Shizue Morimoto trabalhou como arquiteta por 17 anos, mas foi com a maquiagem que ela se descobriu e deixou a Palloma Maremoto fluir. “É muito bom quando você pode dar uma pausa de você mesmo para ser outra pessoa completamente diferente. Você se descobre de outras formas. Usei o Palloma para me empoderar”, conta ela, que hoje se traveste de drag queen. “Foi assistindo um reality show que entendi que drag é uma expressão mais plural e menos limitada. Fiquei muito impressionada em como era possível transformar uma pessoa através da maquiagem. Comecei a me montar por causa disso”, completa. No "Superbonita", vamos conferir a preparação de Shizue para receber a maquiagem artística.
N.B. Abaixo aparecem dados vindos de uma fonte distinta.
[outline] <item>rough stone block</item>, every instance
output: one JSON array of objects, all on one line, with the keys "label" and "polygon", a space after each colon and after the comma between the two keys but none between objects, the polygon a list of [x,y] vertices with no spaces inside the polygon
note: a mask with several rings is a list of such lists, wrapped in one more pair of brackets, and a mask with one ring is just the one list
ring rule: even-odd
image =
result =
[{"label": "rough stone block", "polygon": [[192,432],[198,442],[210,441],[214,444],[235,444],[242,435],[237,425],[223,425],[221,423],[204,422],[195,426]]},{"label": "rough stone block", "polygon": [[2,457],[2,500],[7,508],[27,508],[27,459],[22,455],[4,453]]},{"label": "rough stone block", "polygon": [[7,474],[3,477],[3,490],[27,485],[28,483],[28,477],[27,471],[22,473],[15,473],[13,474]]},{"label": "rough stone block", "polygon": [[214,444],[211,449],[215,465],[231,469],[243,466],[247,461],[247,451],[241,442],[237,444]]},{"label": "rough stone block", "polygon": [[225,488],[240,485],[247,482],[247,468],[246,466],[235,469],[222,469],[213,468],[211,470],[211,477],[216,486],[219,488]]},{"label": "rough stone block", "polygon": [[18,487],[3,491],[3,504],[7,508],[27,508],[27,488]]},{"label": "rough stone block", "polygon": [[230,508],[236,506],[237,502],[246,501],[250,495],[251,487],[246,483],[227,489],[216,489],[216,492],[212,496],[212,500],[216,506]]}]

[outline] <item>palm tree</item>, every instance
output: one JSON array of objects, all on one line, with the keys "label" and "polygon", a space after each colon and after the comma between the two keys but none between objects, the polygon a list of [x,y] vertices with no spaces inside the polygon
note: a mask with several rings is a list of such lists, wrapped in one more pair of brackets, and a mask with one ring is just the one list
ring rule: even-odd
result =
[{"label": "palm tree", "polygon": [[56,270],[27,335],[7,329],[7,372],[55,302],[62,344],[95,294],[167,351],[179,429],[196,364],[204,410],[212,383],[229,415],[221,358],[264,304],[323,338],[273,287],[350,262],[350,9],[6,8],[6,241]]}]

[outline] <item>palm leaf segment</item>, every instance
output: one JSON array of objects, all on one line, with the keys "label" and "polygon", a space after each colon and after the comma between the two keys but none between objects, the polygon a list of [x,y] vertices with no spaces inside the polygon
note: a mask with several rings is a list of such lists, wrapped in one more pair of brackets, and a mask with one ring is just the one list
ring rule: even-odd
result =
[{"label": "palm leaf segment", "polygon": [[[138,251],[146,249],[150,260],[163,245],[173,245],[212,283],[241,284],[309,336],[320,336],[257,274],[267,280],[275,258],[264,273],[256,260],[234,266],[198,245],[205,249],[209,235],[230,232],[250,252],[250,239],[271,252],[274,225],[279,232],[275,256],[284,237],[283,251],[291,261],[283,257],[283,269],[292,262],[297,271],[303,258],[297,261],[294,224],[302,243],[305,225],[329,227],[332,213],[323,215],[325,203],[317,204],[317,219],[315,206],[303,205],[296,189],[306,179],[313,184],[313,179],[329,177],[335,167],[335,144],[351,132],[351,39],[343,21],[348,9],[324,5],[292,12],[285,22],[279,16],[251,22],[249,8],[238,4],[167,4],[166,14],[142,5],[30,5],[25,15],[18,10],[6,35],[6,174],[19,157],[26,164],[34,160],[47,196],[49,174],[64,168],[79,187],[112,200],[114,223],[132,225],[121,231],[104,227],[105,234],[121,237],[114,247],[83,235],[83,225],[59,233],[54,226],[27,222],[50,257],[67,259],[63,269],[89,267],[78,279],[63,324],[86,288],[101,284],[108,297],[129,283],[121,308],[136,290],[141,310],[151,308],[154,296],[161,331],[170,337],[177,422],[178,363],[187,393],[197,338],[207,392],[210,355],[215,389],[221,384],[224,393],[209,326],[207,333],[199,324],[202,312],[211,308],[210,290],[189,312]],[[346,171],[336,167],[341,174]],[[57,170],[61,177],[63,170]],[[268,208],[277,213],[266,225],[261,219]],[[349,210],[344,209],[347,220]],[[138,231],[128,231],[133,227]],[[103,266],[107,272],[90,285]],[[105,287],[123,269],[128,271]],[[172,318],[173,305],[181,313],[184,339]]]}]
Hoje, a hair stylist  Bruna Fabricio vê suas sardas como sua marca registrada, mas nem sempre foi assim. “Comecei a ter sardas aos 6 anos. Na época, era bem gordinha e não gostava das sardas porque as outras crianças faziam bullying. Aos 14 anos, passei a me preocupar ainda mais e pedi a minha mãe para ir ao dermatologista. Até hoje faço tratamento para reduzir as manchas”, conta ela ao confessar que demorou a se aceitar.      

Ainda no episódio, a psicanalista Ana Paula Gomes e as dermatologistas Juliana Neiva e Katleen Conceição comentam as questões levantadas pelo tema. Já a influenciadora digital Jeh Lopes dá sua dica para realçar a pele.